読書録100 「証言 橋本真也 破壊王とアントニオ猪木「相剋」の真相」
宝島社のプロレス「証言」シリーズは、本当に面白い。
UWFの時もそうなのだけれど、キーパーソン達の証言を、読めば読むほど「真相」から遠のいていくのが面白いんだよね。
SNSに頻発する「陰謀論」と同じ縮図なんだけれど、こっちの方が平和に楽しめるから良い。
同じ場所で顔を合わせて一つの事象に立ち会っていた人達が、全員違う見解の証言を真顔でしちゃうあたりに、プロレスの「曖昧さ」「妖しさ」「好悪の感情」「自己保身」みたいな人間のあらゆる煩悩を飲み込んでしまう大きさを感じるんだよ。
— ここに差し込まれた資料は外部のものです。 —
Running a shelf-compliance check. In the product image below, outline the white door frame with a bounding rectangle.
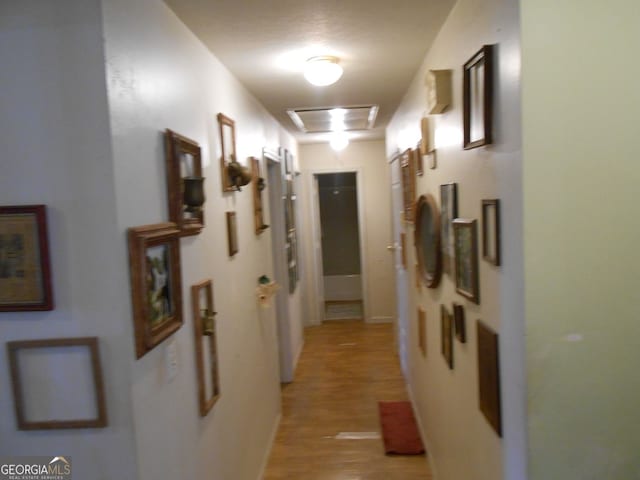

「橋本真也」というプロレスラーは、「煩悩の塊」みたいな人だが、それ故に無邪気で、魅力的なんだけど、人によってはとてつもなく苦手だったりもするんだろう。
己の燃え尽きかけた命すらプロレスに賭けて逝ったボス「冬木弘道」の遺骨を抱いて、WEW川崎のリングで電流爆破の有刺鉄線に突っ込んだ破壊王は、鳥肌立つほどかっこよかった。
その後、冬木未亡人と付き合いだしてズッコケるんだけど(笑)
いろんな意味で面白かったけど、「橋本真也」本人に踏み込む意味では「紙の破壊王」シリーズの方が勝ってるかな。
後は、宿敵にして最大の盟友「小川直也」の「証言」が無かったのが、やや画竜点睛を欠く感じがしたね。小川の印象を悪くしがちなのはイージーに過ぎると思う。